Stalingrad was the turning point of the World War Two on the Eastern Front. The destruction of the German Sixth Army marked a major change for the fight against Hitler. But the subsequent battle for Kursk, that developed out of the relative positions of the German and Russian armies at the end of 1942 was the beginning of the end for Hitler.
The German debacle at Stalingrad gave the Russians the opportunity to strike rapidly westwards, which they seized. But, as the German army recovered, the Russians lines were left with an enormous bulge, the Kursk salient, which stretched deep into German territory.
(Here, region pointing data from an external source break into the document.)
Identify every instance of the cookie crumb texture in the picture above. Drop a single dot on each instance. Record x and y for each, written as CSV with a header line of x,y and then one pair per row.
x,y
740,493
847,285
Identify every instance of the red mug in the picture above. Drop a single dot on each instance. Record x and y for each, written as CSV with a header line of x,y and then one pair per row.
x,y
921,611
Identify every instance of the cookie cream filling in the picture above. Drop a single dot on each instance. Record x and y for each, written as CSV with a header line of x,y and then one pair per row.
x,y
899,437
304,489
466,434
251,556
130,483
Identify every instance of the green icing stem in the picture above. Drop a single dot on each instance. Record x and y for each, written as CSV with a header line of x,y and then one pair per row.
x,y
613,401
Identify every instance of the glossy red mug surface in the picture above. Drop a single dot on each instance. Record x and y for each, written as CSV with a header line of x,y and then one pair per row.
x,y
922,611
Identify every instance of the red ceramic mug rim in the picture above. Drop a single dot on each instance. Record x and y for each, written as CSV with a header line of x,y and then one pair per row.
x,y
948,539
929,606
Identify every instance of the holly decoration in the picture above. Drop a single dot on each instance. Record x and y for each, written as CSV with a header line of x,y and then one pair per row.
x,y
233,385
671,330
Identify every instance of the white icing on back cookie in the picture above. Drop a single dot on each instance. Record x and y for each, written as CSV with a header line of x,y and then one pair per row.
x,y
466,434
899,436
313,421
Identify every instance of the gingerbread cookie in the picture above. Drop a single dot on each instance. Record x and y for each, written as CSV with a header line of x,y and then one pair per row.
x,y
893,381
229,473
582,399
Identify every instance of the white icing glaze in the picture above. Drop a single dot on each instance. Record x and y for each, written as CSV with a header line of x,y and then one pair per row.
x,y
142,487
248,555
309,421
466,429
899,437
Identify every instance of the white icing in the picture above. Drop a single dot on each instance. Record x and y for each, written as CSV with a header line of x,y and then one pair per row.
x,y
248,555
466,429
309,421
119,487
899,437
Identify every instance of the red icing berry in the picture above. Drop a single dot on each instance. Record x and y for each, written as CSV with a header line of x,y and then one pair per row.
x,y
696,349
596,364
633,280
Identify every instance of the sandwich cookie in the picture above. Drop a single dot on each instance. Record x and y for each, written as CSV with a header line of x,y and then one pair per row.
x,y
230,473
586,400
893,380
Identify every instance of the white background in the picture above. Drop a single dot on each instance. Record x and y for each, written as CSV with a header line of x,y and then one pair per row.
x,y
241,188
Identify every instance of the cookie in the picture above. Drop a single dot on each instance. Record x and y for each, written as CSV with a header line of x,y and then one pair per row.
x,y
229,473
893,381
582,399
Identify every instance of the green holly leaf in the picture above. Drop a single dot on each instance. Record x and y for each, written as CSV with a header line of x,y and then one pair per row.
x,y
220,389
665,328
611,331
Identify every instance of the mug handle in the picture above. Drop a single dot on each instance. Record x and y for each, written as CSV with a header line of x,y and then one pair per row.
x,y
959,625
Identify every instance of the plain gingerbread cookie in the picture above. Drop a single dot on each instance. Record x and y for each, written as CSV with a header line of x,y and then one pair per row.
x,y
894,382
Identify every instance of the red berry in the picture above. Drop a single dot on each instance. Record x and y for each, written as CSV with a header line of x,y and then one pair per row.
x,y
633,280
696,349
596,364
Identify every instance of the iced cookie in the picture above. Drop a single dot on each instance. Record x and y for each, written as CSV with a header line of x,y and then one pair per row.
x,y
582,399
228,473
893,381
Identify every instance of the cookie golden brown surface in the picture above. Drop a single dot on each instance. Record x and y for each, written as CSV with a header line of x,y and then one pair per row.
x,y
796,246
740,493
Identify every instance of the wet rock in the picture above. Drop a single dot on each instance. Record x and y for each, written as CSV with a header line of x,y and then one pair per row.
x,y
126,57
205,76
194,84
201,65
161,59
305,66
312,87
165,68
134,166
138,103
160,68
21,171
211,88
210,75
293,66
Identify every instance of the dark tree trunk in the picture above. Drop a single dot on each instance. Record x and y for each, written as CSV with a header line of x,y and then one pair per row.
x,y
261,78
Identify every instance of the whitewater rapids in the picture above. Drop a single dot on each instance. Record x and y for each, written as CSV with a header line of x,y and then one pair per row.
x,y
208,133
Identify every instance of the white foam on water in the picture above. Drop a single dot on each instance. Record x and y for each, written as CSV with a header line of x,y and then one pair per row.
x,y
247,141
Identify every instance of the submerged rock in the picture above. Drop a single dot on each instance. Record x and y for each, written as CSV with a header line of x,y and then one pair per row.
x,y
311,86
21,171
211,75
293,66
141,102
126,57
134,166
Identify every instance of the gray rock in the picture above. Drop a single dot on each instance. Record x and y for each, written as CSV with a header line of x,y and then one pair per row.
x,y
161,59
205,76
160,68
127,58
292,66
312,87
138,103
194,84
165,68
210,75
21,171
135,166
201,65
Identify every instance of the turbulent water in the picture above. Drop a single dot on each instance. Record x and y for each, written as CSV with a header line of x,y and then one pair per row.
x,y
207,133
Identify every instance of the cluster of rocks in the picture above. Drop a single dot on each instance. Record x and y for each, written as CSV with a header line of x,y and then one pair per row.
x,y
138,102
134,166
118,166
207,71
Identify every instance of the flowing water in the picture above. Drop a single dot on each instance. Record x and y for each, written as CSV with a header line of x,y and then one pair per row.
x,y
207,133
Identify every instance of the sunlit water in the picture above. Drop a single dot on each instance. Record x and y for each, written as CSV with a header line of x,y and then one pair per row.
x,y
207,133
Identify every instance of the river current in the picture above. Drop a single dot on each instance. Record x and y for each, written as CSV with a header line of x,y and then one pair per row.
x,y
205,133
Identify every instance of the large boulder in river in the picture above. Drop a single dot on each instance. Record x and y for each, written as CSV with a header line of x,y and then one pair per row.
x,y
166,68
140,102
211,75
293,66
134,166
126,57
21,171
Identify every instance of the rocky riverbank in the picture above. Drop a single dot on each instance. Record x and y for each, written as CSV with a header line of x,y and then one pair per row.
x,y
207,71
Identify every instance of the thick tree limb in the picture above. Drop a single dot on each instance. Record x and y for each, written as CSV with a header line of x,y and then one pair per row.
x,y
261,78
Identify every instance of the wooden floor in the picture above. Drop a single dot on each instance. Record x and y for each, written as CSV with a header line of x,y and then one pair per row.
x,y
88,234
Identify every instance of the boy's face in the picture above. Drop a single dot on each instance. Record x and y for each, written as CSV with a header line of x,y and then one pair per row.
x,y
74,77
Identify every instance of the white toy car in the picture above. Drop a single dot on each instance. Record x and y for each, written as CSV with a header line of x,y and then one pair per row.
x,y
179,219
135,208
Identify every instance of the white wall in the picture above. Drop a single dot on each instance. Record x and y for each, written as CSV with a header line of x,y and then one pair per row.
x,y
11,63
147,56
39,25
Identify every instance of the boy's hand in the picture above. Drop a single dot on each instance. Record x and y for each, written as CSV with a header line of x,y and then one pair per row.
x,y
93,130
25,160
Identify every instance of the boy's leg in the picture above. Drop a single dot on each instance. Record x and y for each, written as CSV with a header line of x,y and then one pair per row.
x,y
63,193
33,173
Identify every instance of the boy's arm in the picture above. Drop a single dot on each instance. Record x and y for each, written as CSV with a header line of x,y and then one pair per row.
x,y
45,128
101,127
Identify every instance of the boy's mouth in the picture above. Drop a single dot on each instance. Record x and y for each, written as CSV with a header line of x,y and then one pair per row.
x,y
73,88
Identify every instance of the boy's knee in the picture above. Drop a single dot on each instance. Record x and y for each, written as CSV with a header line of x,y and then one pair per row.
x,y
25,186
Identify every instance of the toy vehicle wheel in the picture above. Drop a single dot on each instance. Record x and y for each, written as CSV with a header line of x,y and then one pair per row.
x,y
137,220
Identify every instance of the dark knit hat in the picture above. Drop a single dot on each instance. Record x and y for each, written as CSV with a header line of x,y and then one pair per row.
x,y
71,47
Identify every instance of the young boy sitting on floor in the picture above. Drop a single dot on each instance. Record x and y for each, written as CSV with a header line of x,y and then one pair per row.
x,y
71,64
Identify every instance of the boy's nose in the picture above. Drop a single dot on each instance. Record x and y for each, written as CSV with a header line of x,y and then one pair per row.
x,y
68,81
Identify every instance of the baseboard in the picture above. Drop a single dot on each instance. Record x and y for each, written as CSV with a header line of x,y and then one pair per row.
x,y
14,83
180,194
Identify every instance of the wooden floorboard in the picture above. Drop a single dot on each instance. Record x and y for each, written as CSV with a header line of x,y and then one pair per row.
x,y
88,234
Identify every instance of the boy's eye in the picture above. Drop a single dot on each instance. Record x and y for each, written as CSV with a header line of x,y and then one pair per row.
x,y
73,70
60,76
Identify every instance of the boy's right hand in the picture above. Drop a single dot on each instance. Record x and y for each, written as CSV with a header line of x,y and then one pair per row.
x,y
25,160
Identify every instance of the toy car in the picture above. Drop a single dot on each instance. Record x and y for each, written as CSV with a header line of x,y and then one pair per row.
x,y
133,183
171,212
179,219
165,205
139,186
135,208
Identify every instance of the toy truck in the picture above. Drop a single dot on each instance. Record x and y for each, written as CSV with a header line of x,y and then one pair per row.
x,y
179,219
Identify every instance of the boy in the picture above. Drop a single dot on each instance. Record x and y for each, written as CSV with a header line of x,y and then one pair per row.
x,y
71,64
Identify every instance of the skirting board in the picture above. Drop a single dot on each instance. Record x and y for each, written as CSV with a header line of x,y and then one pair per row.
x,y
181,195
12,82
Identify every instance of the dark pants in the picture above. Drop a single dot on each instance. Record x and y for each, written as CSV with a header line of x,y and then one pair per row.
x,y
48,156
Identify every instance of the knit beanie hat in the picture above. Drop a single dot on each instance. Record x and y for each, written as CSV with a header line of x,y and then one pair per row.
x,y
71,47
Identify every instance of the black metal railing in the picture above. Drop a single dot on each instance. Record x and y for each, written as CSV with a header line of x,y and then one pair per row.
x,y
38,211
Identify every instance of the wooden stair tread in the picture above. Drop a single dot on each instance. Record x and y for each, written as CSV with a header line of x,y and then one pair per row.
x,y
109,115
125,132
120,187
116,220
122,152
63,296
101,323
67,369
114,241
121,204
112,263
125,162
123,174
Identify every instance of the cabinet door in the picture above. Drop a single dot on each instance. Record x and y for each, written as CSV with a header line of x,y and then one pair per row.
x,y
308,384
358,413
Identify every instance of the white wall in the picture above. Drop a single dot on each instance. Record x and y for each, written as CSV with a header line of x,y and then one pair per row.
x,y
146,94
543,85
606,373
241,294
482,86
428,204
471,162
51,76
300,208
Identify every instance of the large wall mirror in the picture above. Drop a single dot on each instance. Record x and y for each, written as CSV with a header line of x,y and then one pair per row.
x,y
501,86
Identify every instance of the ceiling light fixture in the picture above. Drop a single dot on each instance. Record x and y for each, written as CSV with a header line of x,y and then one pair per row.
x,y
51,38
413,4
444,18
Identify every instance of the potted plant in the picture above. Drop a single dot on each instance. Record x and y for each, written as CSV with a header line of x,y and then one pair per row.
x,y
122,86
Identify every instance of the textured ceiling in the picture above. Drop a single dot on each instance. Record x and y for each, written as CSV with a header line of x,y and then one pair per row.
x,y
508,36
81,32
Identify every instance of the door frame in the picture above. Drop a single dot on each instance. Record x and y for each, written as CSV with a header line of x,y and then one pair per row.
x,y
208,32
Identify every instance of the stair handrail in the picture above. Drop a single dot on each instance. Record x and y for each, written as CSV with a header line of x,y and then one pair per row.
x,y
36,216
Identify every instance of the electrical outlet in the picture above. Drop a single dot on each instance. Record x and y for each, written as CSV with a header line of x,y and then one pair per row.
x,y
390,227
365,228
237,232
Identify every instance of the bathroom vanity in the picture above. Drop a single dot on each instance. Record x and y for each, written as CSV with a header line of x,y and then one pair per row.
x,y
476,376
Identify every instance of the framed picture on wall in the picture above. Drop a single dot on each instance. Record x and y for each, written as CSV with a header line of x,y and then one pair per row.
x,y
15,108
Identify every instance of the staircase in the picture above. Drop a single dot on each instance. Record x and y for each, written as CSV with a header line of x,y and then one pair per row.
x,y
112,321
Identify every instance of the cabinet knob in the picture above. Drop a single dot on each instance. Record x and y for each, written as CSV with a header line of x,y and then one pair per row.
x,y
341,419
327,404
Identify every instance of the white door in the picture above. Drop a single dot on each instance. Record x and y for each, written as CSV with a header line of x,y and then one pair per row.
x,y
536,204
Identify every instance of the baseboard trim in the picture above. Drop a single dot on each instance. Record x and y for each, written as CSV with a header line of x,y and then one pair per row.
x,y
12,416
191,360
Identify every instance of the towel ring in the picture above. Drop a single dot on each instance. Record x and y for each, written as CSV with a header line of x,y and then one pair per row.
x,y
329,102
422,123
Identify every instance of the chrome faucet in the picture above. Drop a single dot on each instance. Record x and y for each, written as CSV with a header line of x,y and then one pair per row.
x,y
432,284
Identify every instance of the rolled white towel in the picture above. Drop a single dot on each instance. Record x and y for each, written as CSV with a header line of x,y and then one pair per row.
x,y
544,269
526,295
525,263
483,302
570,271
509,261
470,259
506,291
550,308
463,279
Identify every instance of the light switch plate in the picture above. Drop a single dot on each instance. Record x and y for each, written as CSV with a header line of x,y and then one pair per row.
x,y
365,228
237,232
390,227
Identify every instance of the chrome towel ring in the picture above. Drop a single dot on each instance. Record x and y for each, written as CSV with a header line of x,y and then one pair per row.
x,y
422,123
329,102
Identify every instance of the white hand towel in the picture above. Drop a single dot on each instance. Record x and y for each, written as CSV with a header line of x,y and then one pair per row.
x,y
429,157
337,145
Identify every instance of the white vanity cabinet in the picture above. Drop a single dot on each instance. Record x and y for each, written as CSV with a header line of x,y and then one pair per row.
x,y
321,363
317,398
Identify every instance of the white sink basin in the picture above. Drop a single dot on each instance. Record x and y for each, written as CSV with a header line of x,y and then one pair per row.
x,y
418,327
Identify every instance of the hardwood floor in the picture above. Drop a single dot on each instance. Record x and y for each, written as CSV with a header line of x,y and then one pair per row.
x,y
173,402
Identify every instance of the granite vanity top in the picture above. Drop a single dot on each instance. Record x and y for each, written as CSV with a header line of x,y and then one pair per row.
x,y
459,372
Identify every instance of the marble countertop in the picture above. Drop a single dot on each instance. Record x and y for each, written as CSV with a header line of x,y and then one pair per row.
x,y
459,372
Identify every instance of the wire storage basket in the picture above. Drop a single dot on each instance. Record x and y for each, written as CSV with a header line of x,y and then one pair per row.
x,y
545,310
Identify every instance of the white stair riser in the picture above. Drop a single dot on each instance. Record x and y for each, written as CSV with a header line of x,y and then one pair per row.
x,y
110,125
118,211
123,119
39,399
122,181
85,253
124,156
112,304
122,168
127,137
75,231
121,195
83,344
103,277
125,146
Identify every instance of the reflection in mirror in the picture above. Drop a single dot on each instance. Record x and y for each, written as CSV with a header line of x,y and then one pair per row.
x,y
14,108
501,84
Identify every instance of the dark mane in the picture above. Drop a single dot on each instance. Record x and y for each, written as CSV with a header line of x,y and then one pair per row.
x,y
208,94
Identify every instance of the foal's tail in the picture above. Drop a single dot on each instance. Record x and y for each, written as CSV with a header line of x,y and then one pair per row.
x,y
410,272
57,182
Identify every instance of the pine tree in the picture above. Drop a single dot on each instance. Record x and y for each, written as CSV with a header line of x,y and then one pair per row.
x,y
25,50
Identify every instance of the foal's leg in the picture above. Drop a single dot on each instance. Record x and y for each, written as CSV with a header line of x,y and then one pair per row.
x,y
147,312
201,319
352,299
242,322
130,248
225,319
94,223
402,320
This was a weak point for the Russian army, and the high-command were sure that German armies would be unable to resist attacking from the north and south in an attempt to behead the Red Army's troops within the salient.
Robin Cross details the extraordinary battle that followed. Firstly he shows how reluctant many of the German leaders were to engage in battle. After Stalingrad they had developed a healthy respect for their enemy's capabilities. Hitler too prevaricated, initially enthusiastic for Operations Citadel, he then began delaying it for weeks. In part this helped sow the seeds of defeat, for the Russians were able to pour enormous quantities of troops and material into the Salient, building up what is likely to have been histories greatest defence in depth. Millions of mines, thousands of guns and tanks, and above all millions of men.
Cross' descriptions of the build up to the battle are surprisingly readable, combining military history with the story of the various contrasting leadership styles. Hitler is increasingly unable to relinquish the reins of power, his inflexibility and in particular his terror at the idea of retreat, even tactically, condemns many men to death and armies to defeat. But by 1943 German industry was also problematic. The powerful Tiger tank could not, despite Hitler's fantasies, be produced fast enough to win the battle. But these weren't the only factors. The German army was also failing to learn lessons, and was preparing its Blitzkrieg for Kursk. Tactics that worked well in 1941 with the wide open spaces available during the opening assault on Russia, were inappropriate the what would be a close in style of warfare.
Nonetheless when the battle came, the Germans came close. The Russian airforce was initially driven from the skies and Cross relates terrifying eyewitness accounts of how, one after another, Russian T34 tanks were destroyed by the heavier German armour. But defence in depth, and enormous Russian sacrifice, as well as brilliant commanding meant the Red Army could hold the attack. And then, unleash the counter-attack which the Germans had no expectation off. This counter-attack was to destroy German ability to engage in offensive attacks in the East and transform the situation post Kursk. German manpower and resources were reduced to nothing, a situation summarized by a leaflet dropped on the German defenders of Kharkov by the Russian airforce,
"Comrades of the 3rd Panzer Division, we know that you are brave soldiers. Every other man in your division has the Iron Cross. But every other man on our side has a mortar. Surrender!"
The German commander, General Manstein, met with Hitler and his subordinate, Hollidt presented the Fuhrer with figures that underlined the seriousness of the situation.
"My XXIX Corps has 8706 men left. Facing it are 69,000 Russians. My XVII corps has 9284 men; facing it are 49,500 Russians. My IV Corps is relatively best off - it has 13,143 men, faced by 18,000 Russians."
Hitler dodged the situation. More obsessed with Allied landings in Sicily and Italy he prevaricated and made impossible promises. The Red Army followed up the attack out of Kursk by driving the Germans across the Dnieper river. As one German German reflected "There were to be no more periods of quiet on the Eastern Front. From now on the enemy was in undisputed possession of the initiative."
The story of this crucial battle of World War Two is brilliantly told in this classic book. Robin Cross never fails to remind us though, that the battle which is inevitably described as history's greatest tank battle, was in reality a battle that involved millions of men. It is perhaps this approach that makes this such a readable work. But it is the scale of the battle itself that makes it so shocking, among all the troops movements described in achingly accurate detail, we are never able to forget that these are real men, fighting and dying.